Search code examples
pythonauthenticationopenidurllib2

How to request pages from website that uses OpenID?


This question has been asked here before. The accepted answer was probably obvious to both questioner and answerer---but not to me. I have commented on the above question to get more precisions, but there was no response. I also approached the meta Q&A for help on how to bring back questions from their grave, and got no answer either.

The answer to the here above question was:

From the client's perspective, an OpenID login is very similar to any other web-based login. There isn't a defined protocol for the client; it is an ordinary web session that varies based on your OpenID provider. For this reason, I doubt that any such libraries exist. You will probably have to code it yourself.

I know how to log onto a website with Python already, using the Urllib2 module. But that's not enough for me to guess how to authenticate to an OpenID.

I'm actually trying to get my StackOverflow inbox in json format, for which I need to be logged in.

Could someone provide a short intro or a link to a nice tutorial on how to do that?


Solution

  • This answer sums up what others have said below, especially RedBaron, plus adding a method I used to get to the StackOverflow Inbox using Google Accounts.

    Using the Tamper Data developer tool of Firefox and logging on to StackOVerflow, one can see that OpenID works this way:

    1. StackOverflow requests authentication from a given service (here Google), defined in the posted data;
    2. Google Accounts takes over and checks for an already existing cookie as proof of authentication;
    3. If no cookie is found, Google requests authentication and sets a cookie;
    4. Once the cookie is set, StackOverflow acknowledges authentication of the user.
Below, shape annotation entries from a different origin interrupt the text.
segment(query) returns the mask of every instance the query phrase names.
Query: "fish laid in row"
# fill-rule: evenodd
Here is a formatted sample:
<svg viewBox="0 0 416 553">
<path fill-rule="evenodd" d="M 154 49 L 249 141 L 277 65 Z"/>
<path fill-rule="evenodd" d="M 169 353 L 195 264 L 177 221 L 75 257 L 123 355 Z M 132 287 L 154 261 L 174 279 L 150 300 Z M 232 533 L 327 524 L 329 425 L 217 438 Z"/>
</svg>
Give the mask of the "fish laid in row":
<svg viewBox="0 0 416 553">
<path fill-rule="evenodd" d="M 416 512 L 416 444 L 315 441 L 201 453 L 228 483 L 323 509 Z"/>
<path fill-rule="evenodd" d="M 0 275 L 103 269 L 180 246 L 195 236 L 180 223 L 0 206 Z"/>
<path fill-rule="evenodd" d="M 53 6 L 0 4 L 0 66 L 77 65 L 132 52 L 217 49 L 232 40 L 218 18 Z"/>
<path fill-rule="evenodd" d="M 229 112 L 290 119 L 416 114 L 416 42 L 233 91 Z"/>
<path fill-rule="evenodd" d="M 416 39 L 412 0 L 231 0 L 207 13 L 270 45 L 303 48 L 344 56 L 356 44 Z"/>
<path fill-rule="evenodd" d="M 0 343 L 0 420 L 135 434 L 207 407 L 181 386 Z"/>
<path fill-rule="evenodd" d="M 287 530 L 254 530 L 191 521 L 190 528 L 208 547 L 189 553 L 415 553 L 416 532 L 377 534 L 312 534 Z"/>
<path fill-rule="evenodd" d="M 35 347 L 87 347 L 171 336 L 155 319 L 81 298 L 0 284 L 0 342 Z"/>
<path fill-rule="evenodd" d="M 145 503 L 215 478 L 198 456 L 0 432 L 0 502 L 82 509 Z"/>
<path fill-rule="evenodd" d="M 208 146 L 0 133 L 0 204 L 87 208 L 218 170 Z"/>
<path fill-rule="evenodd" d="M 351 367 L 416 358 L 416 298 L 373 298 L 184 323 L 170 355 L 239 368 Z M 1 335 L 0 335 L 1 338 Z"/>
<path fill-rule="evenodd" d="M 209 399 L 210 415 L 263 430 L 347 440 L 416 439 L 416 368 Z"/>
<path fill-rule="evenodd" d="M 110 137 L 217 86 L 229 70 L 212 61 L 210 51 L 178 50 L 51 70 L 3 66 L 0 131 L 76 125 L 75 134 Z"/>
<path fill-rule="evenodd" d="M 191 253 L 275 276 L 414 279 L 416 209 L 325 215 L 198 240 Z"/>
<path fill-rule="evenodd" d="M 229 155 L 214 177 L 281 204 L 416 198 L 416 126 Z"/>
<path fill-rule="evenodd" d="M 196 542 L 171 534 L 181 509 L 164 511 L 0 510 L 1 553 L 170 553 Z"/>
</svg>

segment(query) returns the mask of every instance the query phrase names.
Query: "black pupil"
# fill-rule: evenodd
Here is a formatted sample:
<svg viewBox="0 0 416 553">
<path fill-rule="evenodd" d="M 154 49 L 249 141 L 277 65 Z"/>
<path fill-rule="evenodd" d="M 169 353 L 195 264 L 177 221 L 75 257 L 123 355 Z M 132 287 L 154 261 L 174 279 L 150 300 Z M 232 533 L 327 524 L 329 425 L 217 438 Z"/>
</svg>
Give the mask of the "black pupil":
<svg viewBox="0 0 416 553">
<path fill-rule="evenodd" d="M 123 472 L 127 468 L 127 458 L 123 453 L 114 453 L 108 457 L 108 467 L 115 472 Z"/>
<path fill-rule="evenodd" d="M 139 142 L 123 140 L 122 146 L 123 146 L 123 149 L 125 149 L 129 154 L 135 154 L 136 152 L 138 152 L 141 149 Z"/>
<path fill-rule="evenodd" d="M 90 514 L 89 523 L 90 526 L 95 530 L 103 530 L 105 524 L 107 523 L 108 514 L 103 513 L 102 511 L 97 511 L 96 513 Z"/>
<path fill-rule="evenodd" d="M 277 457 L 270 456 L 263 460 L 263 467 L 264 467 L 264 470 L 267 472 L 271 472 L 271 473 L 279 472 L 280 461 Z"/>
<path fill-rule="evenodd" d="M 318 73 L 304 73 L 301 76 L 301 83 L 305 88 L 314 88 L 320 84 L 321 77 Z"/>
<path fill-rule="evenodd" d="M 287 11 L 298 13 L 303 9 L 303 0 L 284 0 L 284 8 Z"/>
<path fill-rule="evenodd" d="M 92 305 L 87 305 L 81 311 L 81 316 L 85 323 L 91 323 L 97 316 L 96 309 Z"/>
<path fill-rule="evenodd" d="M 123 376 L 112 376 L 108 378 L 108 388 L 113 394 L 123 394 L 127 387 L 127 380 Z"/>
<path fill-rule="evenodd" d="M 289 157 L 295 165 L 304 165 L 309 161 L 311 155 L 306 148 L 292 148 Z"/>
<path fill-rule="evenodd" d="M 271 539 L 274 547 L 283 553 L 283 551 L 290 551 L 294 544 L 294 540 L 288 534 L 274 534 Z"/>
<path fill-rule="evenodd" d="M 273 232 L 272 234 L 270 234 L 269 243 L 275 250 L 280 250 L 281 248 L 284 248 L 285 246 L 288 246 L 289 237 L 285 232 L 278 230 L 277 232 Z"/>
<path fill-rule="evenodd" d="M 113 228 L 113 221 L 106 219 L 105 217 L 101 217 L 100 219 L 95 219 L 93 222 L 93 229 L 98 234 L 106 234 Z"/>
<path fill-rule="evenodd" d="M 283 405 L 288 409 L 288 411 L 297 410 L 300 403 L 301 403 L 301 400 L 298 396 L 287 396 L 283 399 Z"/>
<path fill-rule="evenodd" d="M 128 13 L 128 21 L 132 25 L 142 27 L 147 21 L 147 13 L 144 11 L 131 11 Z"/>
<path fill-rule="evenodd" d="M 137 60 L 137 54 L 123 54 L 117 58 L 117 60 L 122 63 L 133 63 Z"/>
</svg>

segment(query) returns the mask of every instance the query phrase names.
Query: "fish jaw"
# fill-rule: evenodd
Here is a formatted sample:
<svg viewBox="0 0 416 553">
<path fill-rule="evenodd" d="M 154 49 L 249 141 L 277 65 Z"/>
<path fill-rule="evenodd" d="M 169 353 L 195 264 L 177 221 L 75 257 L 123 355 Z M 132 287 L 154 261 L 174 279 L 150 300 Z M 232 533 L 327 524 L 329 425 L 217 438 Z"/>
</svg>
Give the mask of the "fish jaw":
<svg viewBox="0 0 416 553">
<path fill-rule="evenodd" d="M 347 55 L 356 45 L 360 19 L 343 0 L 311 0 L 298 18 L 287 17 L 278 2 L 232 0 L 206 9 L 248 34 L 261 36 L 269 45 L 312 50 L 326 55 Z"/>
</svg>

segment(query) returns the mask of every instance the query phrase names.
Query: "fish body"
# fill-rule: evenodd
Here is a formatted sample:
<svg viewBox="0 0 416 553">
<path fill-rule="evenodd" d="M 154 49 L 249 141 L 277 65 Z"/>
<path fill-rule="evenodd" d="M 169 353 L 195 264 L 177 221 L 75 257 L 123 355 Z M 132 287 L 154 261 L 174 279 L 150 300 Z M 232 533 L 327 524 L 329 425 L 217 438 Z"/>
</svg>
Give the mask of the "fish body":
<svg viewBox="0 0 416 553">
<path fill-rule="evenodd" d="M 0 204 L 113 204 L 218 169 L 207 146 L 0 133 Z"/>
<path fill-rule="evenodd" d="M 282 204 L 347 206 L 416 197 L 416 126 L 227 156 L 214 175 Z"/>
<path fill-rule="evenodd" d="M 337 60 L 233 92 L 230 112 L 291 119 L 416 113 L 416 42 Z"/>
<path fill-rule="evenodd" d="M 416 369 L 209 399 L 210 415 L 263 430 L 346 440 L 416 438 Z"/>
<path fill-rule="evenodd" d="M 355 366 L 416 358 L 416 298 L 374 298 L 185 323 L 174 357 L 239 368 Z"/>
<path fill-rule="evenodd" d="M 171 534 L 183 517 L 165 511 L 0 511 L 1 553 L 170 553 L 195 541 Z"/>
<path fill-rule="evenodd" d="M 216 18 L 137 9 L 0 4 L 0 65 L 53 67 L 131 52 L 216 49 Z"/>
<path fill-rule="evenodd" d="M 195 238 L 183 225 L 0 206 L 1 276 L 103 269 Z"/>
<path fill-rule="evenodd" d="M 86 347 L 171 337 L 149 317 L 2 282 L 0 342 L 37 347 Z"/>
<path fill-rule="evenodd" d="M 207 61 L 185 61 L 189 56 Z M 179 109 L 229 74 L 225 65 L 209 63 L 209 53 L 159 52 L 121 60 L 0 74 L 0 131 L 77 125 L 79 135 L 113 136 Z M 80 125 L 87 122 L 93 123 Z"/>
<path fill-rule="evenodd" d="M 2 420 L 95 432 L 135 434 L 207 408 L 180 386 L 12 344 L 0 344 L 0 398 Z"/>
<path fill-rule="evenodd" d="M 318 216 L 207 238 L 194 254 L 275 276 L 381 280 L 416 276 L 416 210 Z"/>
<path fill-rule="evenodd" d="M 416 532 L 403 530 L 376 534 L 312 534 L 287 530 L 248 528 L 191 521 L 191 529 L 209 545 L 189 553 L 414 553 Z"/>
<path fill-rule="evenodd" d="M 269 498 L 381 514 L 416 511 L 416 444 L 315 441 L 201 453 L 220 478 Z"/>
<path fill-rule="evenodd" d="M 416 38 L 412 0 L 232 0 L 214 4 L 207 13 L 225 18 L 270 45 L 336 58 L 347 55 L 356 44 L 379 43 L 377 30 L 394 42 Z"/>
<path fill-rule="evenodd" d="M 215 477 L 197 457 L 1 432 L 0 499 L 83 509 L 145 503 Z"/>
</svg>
    The above sums up the process, which in reality is more complicated, since many redirects and cookie exchanges occur indeed.

    Because reproducing the same process programmatically proved somehow difficult (and that might just be my illiteracy), especially trying to hunt down the URLs to call with all locale specifics etc. I opted for loging on to Google Accounts first, getting a well deserved cookie and then login onto Stackoverflow, which would use the cookie for authentication.

    This is done simply using the following Python modules: urllib, urllib2, cookielib and BeautifulSoup.

    Here is the (simplified) code, it's not perfect, but it does the trick. The extended version can be found on Github.

    #!/usr/bin/env python
    
    import urllib
    import urllib2
    import cookielib
    from BeautifulSoup import BeautifulSoup
    from getpass import getpass
    
    # Define URLs
    google_accounts_url = 'http://accounts.google.com'
    authentication_url = 'https://accounts.google.com/ServiceLoginAuth'
    stack_overflow_url = 'https://stackoverflow.com/users/authenticate'
    genuwine_url = 'https://stackoverflow.com/inbox/genuwine'
    
    # Build opener
    jar = cookielib.CookieJar()
    opener = urllib2.build_opener(urllib2.HTTPCookieProcessor(jar))
    
    def request_url(request):    
        '''
            Requests given URL.
        '''     
        try:
            response = opener.open(request)
        except:
            raise
        return response
    
    
    def authenticate(username='', password=''):        
        '''
            Authenticates to Google Accounts using user-provided username and password,
            then authenticates to StackOverflow.
        '''
        # Build up headers
        user_agent = 'Mozilla/5.0 (Ubuntu; X11; Linux i686; rv:8.0) Gecko/20100101 Firefox/8.0'
        headers = {'User-Agent' : user_agent}
    
        # Set Data to None
        data = None
    
        # Build up URL request with headers and data    
        request = urllib2.Request(google_accounts_url, data, headers)
        response = request_url(request)
    
        # Build up POST data for authentication
        html = response.read()
        dsh = BeautifulSoup(html).findAll(attrs={'name' : 'dsh'})[0].get('value').encode()
    
        auto = response.headers.getheader('X-Auto-Login')
    
        follow_up = urllib.unquote(urllib.unquote(auto)).split('continue=')[-1]
    
        galx = jar._cookies['accounts.google.com']['/']['GALX'].value
    
        values = {'continue' : follow_up,
                  'followup' : follow_up,
                  'dsh' : dsh,
                  'GALX' : galx,
                  'pstMsg' : 1,
                  'dnConn' : 'https://accounts.youtube.com',
                  'checkConnection' : '',
                  'checkedDomains' : '',
                  'timeStmp' : '',
                  'secTok' : '',
                  'Email' : username,
                  'Passwd' : password,
                  'signIn' : 'Sign in',
                  'PersistentCookie' : 'yes',
                  'rmShown' : 1}
    
        data = urllib.urlencode(values)
    
        # Build up URL for authentication
        request = urllib2.Request(authentication_url, data, headers)
        response = request_url(request)
    
        # Check if logged in
        if response.url != request._Request__original:
            print '\n Logged in :)\n'
        else:
            print '\n Log in failed :(\n'
    
        # Build OpenID Data    
        values = {'oauth_version' : '',
                  'oauth_server' : '',
                  'openid_username' : '',
                  'openid_identifier' : 'https://www.google.com/accounts/o8/id'}
    
        data = urllib.urlencode(values)
    
        # Build up URL for OpenID authetication
        request = urllib2.Request(stack_overflow_url, data, headers)
        response = request_url(request)
    
        # Retrieve Genuwine
        data = None
        request = urllib2.Request(genuwine_url, data, headers)
        response = request_url(request)
        print response.read()
    
    
    if __name__ == '__main__':
        username = raw_input('Enter your Gmail address: ')
        password = getpass('Enter your password: ')
        authenticate(username, password)